Elles croient que rien n’a d’arrière-plan et mettent toutes choses sur le même plan. Elles goûtent un livre ou la vie elle-même comme une belle journée ou comme une orange. Elles disent l’«art» d’une couturière et la «philosophie» de la «vie parisienne». Elles rougiraient de rien classer, de rien juger, de dire: ceci est bien, ceci est mal. Autrefois, quand une femme agissait bien, c’était comme par une revanche de sa morale, c’est-à-dire de sa pensée, sur sa nature instinctive. Aujourd’hui quand une femme agit bien, c’est par une revanche de sa nature instinctive sur sa morale, c’est-à-dire sur son immoralité théorique (voyez le théâtre de MM. Halévy et Meilhac).
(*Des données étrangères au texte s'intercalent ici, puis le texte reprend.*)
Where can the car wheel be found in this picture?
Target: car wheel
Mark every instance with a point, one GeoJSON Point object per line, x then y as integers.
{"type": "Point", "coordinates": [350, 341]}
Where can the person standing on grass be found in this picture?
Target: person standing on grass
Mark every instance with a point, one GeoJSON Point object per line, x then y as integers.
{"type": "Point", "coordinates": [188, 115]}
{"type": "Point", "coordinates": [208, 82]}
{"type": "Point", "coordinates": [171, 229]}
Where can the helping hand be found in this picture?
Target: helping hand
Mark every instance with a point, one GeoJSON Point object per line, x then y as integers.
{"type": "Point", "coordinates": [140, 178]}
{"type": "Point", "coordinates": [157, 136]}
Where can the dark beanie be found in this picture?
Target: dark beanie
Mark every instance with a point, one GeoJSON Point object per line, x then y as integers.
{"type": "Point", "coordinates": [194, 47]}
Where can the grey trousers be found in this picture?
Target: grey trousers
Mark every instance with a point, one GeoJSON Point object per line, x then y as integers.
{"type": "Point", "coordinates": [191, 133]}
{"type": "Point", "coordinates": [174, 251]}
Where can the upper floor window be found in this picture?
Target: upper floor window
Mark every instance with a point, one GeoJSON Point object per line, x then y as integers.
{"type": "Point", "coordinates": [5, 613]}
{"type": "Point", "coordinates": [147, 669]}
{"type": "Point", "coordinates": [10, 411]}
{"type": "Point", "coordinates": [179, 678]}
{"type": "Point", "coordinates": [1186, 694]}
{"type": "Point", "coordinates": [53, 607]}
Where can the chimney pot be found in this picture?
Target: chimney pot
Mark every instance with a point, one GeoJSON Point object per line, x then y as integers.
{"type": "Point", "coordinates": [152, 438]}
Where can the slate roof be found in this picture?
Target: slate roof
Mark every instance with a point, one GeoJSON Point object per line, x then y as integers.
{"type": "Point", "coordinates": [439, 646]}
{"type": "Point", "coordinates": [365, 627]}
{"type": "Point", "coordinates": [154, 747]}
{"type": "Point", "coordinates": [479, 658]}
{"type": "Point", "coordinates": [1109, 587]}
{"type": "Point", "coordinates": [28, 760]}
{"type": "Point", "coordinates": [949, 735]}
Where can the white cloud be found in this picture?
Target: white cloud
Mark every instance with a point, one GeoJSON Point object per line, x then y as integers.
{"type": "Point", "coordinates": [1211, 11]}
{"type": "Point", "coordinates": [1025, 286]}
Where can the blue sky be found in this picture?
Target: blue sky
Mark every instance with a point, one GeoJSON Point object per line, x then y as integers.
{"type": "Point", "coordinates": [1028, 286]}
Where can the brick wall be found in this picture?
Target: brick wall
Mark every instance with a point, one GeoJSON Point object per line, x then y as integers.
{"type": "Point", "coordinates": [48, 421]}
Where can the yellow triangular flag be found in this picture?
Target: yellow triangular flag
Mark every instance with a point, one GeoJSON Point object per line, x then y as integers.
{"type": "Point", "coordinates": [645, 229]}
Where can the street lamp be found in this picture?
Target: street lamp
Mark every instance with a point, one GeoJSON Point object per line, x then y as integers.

En un relâchement extrême de tous les liens moraux et sociaux, les femmes flottent de cette immoralité théorique à cette bonté instinctive. Elles ne cherchent que la volupté et la trouvent seulement quand elles ne la cherchent pas, quand elles pâtissent volontairement. Ce scepticisme et ce dilettantisme choqueraient dans les livres comme une parure démodée. Mais les femmes, loin d’être les oracles des modes de l’esprit, en sont plutôt les perroquets attardés. Aujourd’hui encore, le dilettantisme leur plaît et leur sied. S’il fausse leur jugement et énerve leur conduite, on ne peut nier qu’il leur prête une grâce déjà flétrie mais encore aimable.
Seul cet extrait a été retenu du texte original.